The Silver layer applies business logic, quality rules, and compliance mechanisms – including automated anonymization and retention policies – ensuring that every dataset entering the analytical environment is verified and compliant by design.

At the core of this architecture lies an advanced parameter-based mechanism, configured and refined by BitPeak, which defines how each dataset should be processed. Building on existing capabilities, the team adjusted the mechanism to align with Santander’s internal systems, business logic, and regulatory requirements. Instead of hard-coded transformations, data engineers and business teams manage processing logic through configurations stored in metadata or specific templates, allowing our client to update business rules, retention periods, or anonymization criteria without time-consuming code changes or redeployments.

Configuration-driven data processing

By embedding governance and automation directly into the data pipeline, the framework eliminates manual intervention, increases transparency, and reduces operational overhead. Data from previously isolated systems can now be integrated and processed through one consistent framework – enabling faster onboarding of new sources, better control over sensitive information, and a significant reduction in delivery time for analytical initiatives.

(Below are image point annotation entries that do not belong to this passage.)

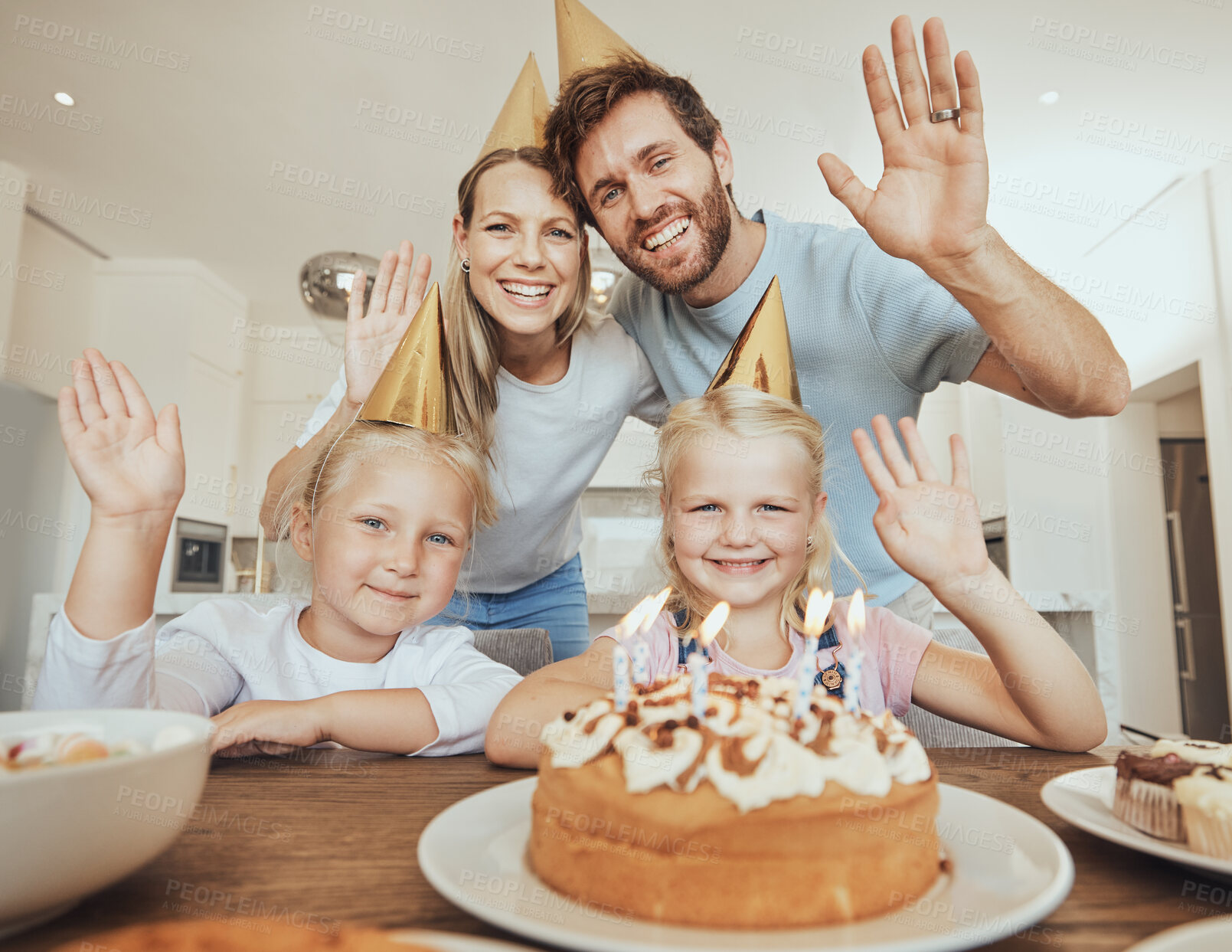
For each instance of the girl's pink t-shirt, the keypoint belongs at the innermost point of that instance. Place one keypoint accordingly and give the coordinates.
(892, 652)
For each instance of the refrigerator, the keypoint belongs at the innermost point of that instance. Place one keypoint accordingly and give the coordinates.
(1200, 656)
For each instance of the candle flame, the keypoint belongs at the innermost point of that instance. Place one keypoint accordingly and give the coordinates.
(653, 606)
(817, 611)
(714, 622)
(631, 622)
(855, 615)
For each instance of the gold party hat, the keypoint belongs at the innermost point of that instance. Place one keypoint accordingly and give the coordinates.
(762, 355)
(521, 119)
(414, 387)
(583, 40)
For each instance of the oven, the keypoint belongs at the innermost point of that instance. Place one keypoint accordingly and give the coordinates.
(198, 556)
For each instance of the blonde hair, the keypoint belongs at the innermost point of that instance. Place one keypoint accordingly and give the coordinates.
(473, 342)
(374, 441)
(746, 414)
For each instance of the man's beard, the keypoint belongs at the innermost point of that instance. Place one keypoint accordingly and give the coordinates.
(711, 223)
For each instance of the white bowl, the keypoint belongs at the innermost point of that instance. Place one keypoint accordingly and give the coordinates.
(69, 830)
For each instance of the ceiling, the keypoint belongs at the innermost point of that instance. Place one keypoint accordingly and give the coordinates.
(242, 97)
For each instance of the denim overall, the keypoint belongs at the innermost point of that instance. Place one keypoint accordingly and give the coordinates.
(829, 640)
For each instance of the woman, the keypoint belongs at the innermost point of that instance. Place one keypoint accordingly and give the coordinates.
(541, 384)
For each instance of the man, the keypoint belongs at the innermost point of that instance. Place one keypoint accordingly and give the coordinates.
(936, 295)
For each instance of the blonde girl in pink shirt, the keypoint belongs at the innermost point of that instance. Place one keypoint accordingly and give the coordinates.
(744, 522)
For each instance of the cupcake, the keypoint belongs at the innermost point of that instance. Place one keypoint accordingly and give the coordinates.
(1145, 796)
(1205, 798)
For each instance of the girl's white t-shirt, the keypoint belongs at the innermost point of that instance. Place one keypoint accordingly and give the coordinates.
(550, 441)
(224, 650)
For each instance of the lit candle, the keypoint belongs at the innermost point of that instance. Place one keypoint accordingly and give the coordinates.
(855, 659)
(815, 623)
(620, 678)
(706, 632)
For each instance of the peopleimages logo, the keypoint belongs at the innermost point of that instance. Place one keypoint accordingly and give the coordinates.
(1100, 44)
(73, 42)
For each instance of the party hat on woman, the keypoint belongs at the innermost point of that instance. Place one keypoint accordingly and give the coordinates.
(520, 121)
(762, 355)
(414, 387)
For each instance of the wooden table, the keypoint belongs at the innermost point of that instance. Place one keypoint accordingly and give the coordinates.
(332, 834)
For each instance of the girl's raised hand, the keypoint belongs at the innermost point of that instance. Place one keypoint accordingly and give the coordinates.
(396, 297)
(929, 528)
(129, 462)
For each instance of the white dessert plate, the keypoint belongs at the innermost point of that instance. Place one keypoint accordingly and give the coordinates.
(451, 941)
(1084, 798)
(1211, 935)
(1009, 871)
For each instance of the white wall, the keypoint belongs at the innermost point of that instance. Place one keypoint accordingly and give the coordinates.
(1142, 620)
(1158, 295)
(1181, 417)
(48, 318)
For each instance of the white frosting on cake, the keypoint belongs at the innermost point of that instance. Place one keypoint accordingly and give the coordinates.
(1209, 791)
(750, 747)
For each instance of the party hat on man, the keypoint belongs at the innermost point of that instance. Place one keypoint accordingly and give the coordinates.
(521, 119)
(414, 387)
(762, 355)
(583, 40)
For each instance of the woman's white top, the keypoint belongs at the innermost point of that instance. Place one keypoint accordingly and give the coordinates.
(548, 443)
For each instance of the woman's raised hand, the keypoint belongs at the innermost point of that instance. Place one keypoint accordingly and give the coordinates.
(929, 528)
(129, 462)
(396, 297)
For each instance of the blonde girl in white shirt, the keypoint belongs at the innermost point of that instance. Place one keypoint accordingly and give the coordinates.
(384, 520)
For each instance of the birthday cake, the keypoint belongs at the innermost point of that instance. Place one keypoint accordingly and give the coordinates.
(748, 816)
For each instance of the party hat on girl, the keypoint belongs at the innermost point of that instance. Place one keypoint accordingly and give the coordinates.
(760, 358)
(414, 387)
(520, 121)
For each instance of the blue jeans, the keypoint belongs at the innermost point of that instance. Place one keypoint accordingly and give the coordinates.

We ensured the parameter-based mechanism aligned with the bank’s and its business units’ individual needs. Ultimately, the solution provides Santander with a scalable and compliant foundation for data processing – one that simplifies operations today while laying the groundwork for future expansion of analytical and regulatory use cases across the organization.

To reach our goal, we used the following tech stack:

Azure Cloud & Databricks Platform – core environment for building and orchestrating the configuration-driven framework within Santander’s Cloud Data Lake.

Databricks Spark SQL & Databricks Connect – used to validate data structures and ensure correct processing across Bronze and Silver layers.

Benefits:

Strategy

The new framework provides Santander with a unified, scalable foundation for data-driven decision-making. By centralizing data processing within the Cloud Data Lake and embedding compliance into every step, the bank can expand its analytical capabilities with confidence. The configuration-driven approach also reduces long-term costs by standardizing development patterns and minimizing duplication of logic across departments.

Management

Automated orchestration and configuration-based processing significantly shortened deployment timelines and simplified change management. New data sources can now be onboarded within days instead of weeks, while operational teams spend less time on maintenance and manual corrections. The framework’s transparency and traceability improve audit readiness and governance reporting across the organization.

Business Users

For business users and data owners, the solution introduced greater control and independence in managing data transformations. Thanks to the metadata-driven configuration layer, teams can define or adjust processing rules without writing code, enabling faster adaptation to new analytical needs, more efficient reporting, and better alignment between data assets and business priorities.